In a typical hard disk drive (HDD), servo sectors on a disk are used to provide position information about the location of a magnetic head over a disk surface. A common approach for writing such servo information on each disk surface on an HDD is referred to as spiral-based self-servo writing, or spiral-based SSW. According to this approach, spiral-shaped servo information (or “servo spirals”) is written on at least one disk surface prior to the SSW process.
Generally, each servo spiral is written on a disk surface to include a constant high-frequency pattern interrupted by synchronization marks that provide timing and location information to the servo system of the HDD during an SSW process. When a write head performs spiral-based SSW, the final servo information on a disk surface is written by the write head, and the position of the write head relative to the disk surface is controlled based on such servo spirals. Typically, spiral search mode is employed to demodulate the signal generated by a read head crossing the servo spirals and extract the necessary timing and location information.

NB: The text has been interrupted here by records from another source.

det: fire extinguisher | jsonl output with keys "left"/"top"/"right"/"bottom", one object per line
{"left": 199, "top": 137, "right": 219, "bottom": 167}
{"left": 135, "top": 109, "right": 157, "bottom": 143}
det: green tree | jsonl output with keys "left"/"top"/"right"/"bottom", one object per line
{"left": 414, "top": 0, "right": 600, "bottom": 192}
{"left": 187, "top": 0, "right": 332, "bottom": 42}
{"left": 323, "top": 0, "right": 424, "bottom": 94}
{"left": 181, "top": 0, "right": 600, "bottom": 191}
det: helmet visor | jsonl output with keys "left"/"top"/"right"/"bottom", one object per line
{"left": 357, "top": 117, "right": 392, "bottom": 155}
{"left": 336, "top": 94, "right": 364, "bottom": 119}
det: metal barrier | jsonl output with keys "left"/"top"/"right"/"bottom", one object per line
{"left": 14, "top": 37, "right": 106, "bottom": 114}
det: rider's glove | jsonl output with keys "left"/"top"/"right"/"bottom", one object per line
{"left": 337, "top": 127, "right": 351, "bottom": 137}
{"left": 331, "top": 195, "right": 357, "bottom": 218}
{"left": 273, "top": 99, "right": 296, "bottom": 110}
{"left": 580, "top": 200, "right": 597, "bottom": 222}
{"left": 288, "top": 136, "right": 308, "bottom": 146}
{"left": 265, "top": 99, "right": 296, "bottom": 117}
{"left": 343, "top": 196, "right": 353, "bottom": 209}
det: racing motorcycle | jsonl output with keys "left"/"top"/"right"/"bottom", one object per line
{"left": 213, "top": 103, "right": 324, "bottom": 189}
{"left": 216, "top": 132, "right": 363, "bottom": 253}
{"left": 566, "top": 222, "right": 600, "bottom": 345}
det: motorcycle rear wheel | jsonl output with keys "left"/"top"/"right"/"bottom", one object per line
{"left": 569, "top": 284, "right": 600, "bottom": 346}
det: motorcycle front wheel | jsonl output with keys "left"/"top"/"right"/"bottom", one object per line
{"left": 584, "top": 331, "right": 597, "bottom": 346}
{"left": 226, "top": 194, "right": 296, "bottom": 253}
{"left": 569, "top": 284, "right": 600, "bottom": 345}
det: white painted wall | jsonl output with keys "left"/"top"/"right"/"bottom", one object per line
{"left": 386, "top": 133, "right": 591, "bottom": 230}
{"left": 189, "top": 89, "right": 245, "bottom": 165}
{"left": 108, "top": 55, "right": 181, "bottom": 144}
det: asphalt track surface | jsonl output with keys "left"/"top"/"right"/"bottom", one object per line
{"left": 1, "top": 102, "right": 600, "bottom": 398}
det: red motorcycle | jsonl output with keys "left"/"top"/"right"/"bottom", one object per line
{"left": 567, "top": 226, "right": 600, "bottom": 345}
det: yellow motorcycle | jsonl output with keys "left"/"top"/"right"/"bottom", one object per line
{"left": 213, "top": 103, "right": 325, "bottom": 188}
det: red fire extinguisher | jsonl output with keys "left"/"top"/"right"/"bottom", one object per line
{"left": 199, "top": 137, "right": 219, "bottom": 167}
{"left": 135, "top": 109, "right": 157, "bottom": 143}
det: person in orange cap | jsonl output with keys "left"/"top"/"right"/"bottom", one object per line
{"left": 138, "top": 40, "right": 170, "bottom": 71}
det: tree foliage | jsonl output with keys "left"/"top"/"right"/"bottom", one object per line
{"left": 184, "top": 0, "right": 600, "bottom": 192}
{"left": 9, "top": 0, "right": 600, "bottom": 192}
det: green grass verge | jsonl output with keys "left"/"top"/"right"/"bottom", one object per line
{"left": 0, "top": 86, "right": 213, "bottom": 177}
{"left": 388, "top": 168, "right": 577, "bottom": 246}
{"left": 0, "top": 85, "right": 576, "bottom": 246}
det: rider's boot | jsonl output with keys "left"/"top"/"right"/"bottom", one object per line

In the spiral search mode, the read channel of a magnetic head is continuously seeking valid spiral crossing signals via peak detection circuitry. Thus, even when a servo spiral is offset from its expected location, the read channel can still detect the signal corresponding to the spiral crossing. However, such peak detection circuitry is not 100% accurate, because for each servo spiral, there is generally a small chance the detection circuitry will fail to detect the servo spiral or falsely determine that stray signals on the disk surface are the servo spiral. Such failures to detect and false detections typically lead to a failure of the drive, requiring the drive to be reworked or discarded.